Hi everyone!
I hope that I am not asking something that has already been answered somewhere else.
I am currently implementing a QAModel that should support multiple tokenizers&models. However, I am a bit puzzled by the behavior of offset_mapping and char_to_token across different tokenizers.
Consider the following code:
from transformers import AutoTokenizer
from functools import lru_cache
@lru_cache(maxsize=128)
def get_tokenizer(t, add_prefix_space):
return AutoTokenizer.from_pretrained(t, add_prefix_space=add_prefix_space, use_fast=True)
def f(question, context, position, tokenizer, add_prefix_space):
t = get_tokenizer(tokenizer, add_prefix_space)
to = t(question, context, return_offsets_mapping=True)

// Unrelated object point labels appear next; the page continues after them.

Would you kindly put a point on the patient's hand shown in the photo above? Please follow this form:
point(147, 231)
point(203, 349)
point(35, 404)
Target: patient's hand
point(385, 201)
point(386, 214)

print(f'Original position: {position}')
print(f'Back-mapped position: {to["offset_mapping"][to.char_to_token(position, sequence_index=1)][0]}')
print()
for _id, _c in zip(to["input_ids"], to["offset_mapping"]):
print(f'\t\'{t.decode([_id])}\'\t{_c}')
If I use something like bert-base-cased, everything works as expected and I get:
f('Where is Italy?', 'In Italy', 3, 'bert-base-cased', add_prefix_space=True)
Original position: 3
Back-mapped position: 3
'[CLS]' (0, 0)
'Where' (0, 5)
'is' (6, 8)
'Italy' (9, 14)
'?' (14, 15)
'[SEP]' (0, 0)
'In' (0, 2)
'Italy' (3, 8)
'[SEP]' (0, 0)
However, if I switch to microsoft/deberta-large:
f('Where is Italy?', 'In Italy', 3, 'microsoft/deberta-large', add_prefix_space=True)
Original position: 3
Back-mapped position: 2
'[CLS]' (0, 0)
' Where' (0, 5)
' is' (5, 8)
' Italy' (8, 14)
'?' (14, 15)
'[SEP]' (0, 0)
' In' (0, 2)
' Italy' (2, 8)
'[SEP]' (0, 0)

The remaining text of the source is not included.